Early action must be taken to halt the widespread hunger, thirst and disease taking hold in Australia’s backyard and around the world due to a super-charged El Niño, Oxfam said today.
The aid agency said that Australia must immediately act on promises made under the new global climate agreement, as evidence suggested climate change may increase the frequency of extreme El Niño occurring.
Around 4.7 million people face hunger, poverty and disease across the Pacific alone due to El Niño-related droughts, erratic rains and frosts. Globally, 18 million people are already in need of assistance.
The case for urgent action is outlined in a new Oxfam report, Early Action on Super Charged El Niño Vital to Save Lives.

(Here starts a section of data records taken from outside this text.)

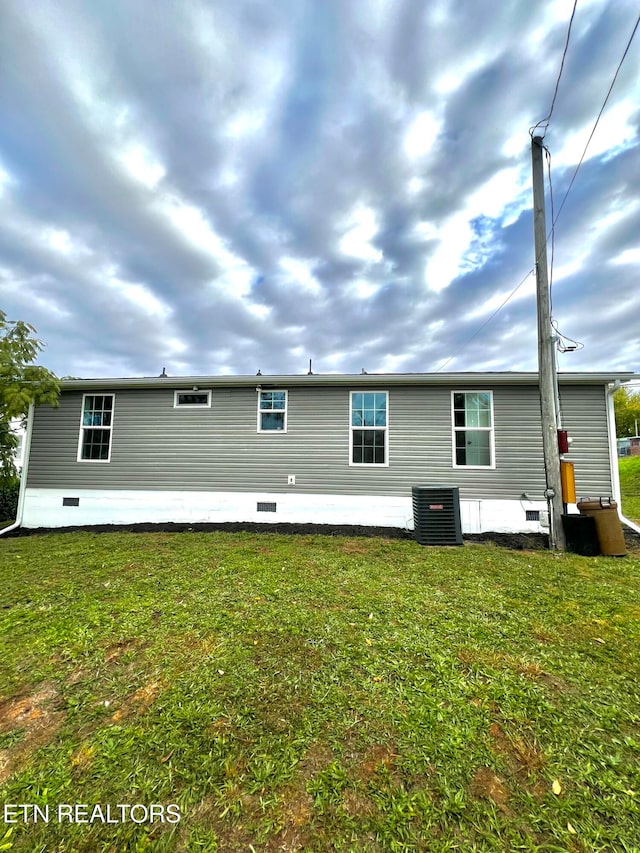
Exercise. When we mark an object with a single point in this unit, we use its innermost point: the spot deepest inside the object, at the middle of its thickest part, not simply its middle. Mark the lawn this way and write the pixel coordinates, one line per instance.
(310, 693)
(630, 486)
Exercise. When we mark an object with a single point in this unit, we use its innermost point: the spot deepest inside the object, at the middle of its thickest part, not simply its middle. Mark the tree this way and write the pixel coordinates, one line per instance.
(626, 404)
(21, 383)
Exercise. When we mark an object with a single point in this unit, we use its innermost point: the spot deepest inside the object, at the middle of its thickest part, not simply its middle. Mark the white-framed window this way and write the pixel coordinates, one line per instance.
(368, 431)
(192, 400)
(473, 439)
(96, 428)
(272, 411)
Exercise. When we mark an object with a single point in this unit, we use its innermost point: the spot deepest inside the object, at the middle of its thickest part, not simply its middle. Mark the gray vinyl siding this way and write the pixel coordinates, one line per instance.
(156, 446)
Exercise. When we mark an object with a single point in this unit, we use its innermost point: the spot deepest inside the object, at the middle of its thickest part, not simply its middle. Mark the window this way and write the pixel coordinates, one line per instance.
(272, 411)
(95, 428)
(369, 434)
(192, 399)
(473, 429)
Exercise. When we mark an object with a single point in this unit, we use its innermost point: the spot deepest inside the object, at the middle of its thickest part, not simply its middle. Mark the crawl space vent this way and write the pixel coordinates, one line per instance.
(436, 515)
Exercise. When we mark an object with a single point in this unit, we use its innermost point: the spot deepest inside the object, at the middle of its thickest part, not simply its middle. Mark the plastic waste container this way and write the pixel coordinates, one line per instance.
(604, 511)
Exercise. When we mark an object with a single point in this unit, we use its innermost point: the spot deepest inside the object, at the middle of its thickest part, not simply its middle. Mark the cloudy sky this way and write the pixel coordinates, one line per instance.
(222, 187)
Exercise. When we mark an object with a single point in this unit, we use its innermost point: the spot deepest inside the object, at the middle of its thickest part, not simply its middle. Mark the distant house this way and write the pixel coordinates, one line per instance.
(629, 446)
(323, 449)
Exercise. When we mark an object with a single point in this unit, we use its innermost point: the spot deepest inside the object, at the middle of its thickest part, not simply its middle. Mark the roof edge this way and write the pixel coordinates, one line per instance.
(341, 379)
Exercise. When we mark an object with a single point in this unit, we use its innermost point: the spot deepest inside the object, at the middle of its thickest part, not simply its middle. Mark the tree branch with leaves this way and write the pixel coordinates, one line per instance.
(21, 383)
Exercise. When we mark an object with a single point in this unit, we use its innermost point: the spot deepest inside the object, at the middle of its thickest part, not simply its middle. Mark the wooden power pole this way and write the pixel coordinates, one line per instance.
(546, 361)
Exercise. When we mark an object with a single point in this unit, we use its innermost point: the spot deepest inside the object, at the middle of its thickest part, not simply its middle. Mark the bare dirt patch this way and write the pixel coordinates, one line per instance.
(138, 701)
(35, 717)
(486, 785)
(376, 759)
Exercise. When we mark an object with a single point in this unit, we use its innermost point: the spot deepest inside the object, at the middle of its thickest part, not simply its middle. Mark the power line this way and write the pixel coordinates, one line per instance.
(545, 121)
(486, 322)
(551, 235)
(602, 108)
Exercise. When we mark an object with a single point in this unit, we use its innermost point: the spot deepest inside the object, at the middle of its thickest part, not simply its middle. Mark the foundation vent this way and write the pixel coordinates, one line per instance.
(436, 515)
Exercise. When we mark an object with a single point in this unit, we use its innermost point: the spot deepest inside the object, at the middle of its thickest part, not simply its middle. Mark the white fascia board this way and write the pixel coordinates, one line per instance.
(342, 379)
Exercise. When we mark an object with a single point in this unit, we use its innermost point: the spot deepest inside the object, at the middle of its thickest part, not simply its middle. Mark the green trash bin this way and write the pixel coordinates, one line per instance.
(608, 527)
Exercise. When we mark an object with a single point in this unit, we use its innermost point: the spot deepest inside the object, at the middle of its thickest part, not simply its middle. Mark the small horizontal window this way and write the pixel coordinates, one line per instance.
(192, 399)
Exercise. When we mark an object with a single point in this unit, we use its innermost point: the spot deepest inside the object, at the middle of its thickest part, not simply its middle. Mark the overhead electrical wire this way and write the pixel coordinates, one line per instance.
(562, 347)
(545, 121)
(593, 130)
(486, 322)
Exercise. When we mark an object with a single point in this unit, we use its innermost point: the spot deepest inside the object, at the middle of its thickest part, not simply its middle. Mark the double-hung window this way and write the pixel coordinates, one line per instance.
(96, 428)
(369, 433)
(272, 411)
(473, 444)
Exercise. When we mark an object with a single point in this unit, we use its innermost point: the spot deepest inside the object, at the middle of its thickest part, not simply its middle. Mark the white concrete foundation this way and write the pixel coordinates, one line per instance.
(44, 508)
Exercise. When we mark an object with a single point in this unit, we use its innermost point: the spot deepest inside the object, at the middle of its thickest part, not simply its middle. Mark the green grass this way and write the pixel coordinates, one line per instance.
(316, 693)
(630, 486)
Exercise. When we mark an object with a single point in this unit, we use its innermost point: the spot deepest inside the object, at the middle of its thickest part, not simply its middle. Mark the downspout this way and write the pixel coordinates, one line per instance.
(613, 454)
(23, 474)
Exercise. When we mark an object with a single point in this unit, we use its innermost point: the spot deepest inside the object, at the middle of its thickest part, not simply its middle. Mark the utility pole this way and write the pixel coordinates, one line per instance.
(547, 376)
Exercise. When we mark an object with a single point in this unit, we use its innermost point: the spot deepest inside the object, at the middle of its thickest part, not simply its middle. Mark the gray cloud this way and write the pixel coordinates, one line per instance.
(231, 187)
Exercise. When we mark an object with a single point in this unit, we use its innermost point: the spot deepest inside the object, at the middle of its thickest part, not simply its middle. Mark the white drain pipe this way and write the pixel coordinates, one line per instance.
(23, 475)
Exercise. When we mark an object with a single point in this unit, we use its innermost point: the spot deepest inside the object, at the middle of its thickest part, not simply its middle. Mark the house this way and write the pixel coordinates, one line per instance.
(326, 449)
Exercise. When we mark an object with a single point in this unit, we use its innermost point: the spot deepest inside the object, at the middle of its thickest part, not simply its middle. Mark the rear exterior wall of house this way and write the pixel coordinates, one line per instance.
(160, 454)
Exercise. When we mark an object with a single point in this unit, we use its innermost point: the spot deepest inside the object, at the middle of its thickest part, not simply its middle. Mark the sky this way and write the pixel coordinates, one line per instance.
(242, 185)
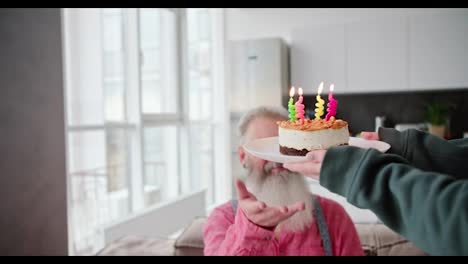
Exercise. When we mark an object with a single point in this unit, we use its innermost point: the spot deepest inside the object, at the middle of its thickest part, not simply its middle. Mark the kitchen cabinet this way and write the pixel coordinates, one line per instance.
(438, 51)
(376, 55)
(424, 51)
(259, 73)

Oxfam Australia’s Humanitarian Manager Meg Quartermaine said governments in at-risk countries must learn from slow responses to past crises and scale-up early action now, with the support of the international community, to prevent the weather event sparking major humanitarian crises.

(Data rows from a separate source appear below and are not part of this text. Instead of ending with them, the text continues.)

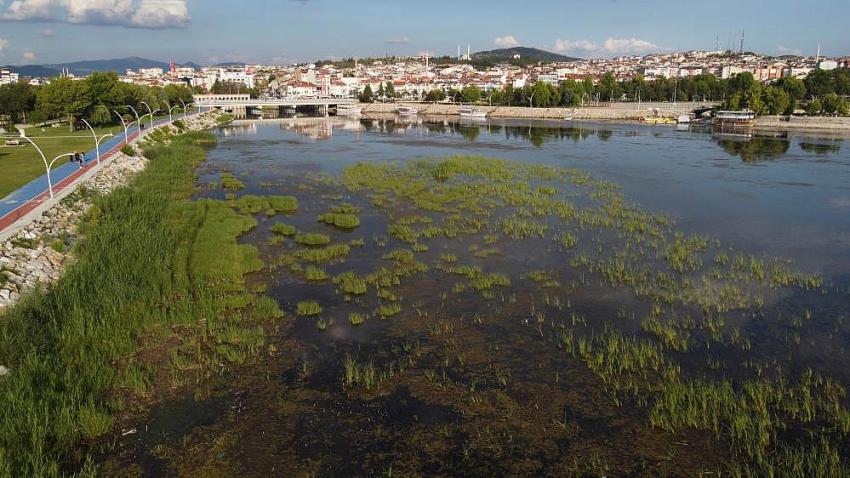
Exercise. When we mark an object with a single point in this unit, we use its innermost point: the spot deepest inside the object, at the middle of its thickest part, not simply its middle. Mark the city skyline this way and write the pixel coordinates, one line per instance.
(262, 31)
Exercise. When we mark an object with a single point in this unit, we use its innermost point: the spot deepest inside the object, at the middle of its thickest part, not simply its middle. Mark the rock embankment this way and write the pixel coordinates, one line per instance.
(38, 254)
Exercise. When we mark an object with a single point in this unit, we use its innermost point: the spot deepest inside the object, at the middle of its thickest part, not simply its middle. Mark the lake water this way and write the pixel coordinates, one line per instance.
(530, 324)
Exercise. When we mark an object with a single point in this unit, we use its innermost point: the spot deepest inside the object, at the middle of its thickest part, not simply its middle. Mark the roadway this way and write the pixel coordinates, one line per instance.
(21, 202)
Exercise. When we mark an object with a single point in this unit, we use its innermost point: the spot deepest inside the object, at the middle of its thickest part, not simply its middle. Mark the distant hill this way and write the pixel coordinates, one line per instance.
(526, 55)
(86, 67)
(34, 71)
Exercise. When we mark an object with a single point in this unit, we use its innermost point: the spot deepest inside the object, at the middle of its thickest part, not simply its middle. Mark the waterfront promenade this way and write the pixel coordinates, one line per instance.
(21, 203)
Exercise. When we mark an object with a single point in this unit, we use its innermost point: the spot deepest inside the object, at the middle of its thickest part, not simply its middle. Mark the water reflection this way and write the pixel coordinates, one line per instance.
(754, 149)
(820, 149)
(749, 148)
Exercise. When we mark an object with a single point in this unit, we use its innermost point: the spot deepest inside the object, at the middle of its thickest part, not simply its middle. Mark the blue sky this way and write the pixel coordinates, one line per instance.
(285, 31)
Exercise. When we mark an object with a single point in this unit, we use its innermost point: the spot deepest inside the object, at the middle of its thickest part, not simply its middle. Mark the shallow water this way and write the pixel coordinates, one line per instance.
(476, 384)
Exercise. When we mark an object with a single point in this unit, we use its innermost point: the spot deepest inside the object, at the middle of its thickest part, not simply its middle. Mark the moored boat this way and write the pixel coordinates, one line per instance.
(407, 111)
(470, 112)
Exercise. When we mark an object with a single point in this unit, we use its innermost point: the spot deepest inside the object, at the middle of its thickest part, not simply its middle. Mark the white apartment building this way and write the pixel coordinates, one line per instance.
(7, 77)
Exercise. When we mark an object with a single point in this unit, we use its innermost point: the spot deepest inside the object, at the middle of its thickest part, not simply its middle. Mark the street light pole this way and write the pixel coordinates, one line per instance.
(96, 139)
(47, 166)
(149, 111)
(124, 124)
(138, 119)
(184, 106)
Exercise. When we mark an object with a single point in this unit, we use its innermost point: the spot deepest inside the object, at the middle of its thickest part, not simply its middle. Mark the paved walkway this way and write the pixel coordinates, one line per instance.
(18, 204)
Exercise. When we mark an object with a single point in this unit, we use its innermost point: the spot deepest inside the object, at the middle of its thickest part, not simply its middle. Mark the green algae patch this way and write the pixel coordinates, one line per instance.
(153, 265)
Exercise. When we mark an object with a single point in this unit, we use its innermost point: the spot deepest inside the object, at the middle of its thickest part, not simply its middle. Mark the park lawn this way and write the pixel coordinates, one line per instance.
(22, 164)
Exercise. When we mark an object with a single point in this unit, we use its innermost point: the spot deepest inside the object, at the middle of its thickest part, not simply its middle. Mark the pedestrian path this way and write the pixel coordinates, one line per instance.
(21, 202)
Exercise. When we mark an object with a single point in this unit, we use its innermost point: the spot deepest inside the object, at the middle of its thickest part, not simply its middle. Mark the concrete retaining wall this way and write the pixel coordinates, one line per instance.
(803, 123)
(617, 111)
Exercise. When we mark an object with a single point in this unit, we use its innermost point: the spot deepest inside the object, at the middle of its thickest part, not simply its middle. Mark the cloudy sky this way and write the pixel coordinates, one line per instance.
(285, 31)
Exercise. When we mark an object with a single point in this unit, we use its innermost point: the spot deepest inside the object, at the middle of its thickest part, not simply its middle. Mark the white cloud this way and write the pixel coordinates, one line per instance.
(783, 50)
(611, 46)
(161, 14)
(507, 41)
(128, 13)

“The last major El Niño in 1997-1998 caused widespread loss of life, damage, displacement and disease outbreaks in many parts of the world, and this year’s El Niño is expected to be even more severe,” Ms Quartermaine said.

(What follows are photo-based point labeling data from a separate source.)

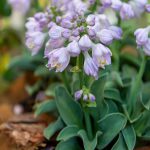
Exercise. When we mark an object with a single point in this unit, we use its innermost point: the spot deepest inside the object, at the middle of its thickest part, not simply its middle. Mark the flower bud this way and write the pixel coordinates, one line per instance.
(105, 36)
(78, 94)
(85, 43)
(55, 32)
(73, 49)
(141, 36)
(90, 67)
(126, 11)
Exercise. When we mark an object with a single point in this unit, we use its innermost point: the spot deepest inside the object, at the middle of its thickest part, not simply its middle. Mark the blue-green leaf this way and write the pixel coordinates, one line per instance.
(111, 125)
(67, 133)
(69, 110)
(97, 89)
(112, 94)
(120, 144)
(129, 136)
(71, 144)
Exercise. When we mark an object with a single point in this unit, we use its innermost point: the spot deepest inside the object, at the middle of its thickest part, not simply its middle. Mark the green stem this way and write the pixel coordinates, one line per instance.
(88, 124)
(65, 80)
(137, 84)
(80, 64)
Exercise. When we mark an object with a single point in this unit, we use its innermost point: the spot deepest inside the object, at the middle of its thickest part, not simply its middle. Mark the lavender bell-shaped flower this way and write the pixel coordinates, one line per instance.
(85, 43)
(32, 25)
(56, 32)
(58, 59)
(90, 20)
(116, 32)
(73, 49)
(90, 67)
(34, 41)
(146, 48)
(106, 3)
(91, 97)
(53, 44)
(20, 5)
(105, 36)
(126, 11)
(116, 4)
(101, 55)
(78, 94)
(85, 97)
(142, 35)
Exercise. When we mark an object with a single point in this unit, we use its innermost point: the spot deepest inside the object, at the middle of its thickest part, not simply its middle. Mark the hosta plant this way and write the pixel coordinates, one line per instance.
(102, 99)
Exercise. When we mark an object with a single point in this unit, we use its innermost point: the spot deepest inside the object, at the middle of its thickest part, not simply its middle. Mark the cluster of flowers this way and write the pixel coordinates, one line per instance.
(143, 39)
(85, 94)
(70, 36)
(21, 6)
(134, 8)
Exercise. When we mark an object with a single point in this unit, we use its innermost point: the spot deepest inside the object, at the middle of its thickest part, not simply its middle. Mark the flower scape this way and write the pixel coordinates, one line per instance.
(80, 41)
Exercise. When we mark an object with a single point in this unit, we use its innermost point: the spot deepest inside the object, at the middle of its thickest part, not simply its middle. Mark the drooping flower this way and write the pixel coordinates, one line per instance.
(143, 40)
(56, 32)
(146, 48)
(73, 49)
(142, 35)
(85, 95)
(105, 36)
(90, 67)
(21, 6)
(34, 41)
(126, 11)
(101, 55)
(85, 43)
(78, 94)
(58, 59)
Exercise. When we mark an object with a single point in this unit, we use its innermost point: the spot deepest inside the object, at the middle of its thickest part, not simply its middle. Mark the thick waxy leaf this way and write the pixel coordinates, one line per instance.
(129, 136)
(146, 135)
(97, 89)
(70, 111)
(120, 144)
(45, 107)
(112, 106)
(70, 144)
(111, 125)
(68, 133)
(146, 96)
(88, 144)
(117, 79)
(112, 94)
(53, 128)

“Alarmingly, 40–50 million people around the world are expected to face hunger, disease and water shortages by early 2016.”
Papua New Guinea is bearing the brunt of El Niño in the Pacific region, with the country’s National Disaster Committee reporting that up to 3 million people are at risk as crop failures force many people to cut back to eating just one meal a day.
People are walking for hours to find water and face increased risk of disease due to poor hygiene.
“The warning bells are deafening. We must act now to save lives and prevent people falling further into poverty,” Ms Quartermaine said.
The report finds that while Papua New Guinea, Vanuatu, Fiji, the Solomon Islands, Samoa and Tonga are experiencing worsening drought, central Pacific countries like Kiribati and Tuvalu will likely see intense rain causing flooding and higher sea levels. Drought has also taken hold across parts of Africa, Asia, the Caribbean and Central and South America.
Oxfam is working with a number of Pacific governments and humanitarian agencies to respond to El Niño-related disasters, and has scaled up preparedness and early response activities, including training farmers in adapting to drought conditions, and improving existing water supply and storage systems. The agency has also installed water purification systems in hospitals and is distributing jerry cans, water purification tablets and soap.
However, further scale-up and improved coordination is urgently needed, particularly in Papua New Guinea where the impacts are most severe.
The Australian Government has committed $9 million to support Papua New Guinea and other countries in the Pacific to prepare for and mitigate the effects of El Niño, as well as $4 million to Somalia.
“While these funding announcements are a welcome start, it is clear that much more will be needed over coming months as the impacts of this potentially unprecedented El Niño event become greater,” Ms Quartermaine said.
“Affected governments, regional bodies and the international community must work together on early response and preparedness in the face of the unfolding crisis.”
The report warns international leaders that climate change is expected to increase the odds of future El Niño events occurring.
“This is a wake-up call for those on the way home from the UN climate conference. Emissions targets must be rapidly strengthened if we are to ensure the goal of limiting warming to below 2C or 1.5C can be met. And more funding is required for vulnerable communities to adapt to increasingly unpredictable and extreme weather,” Ms Quartermaine said.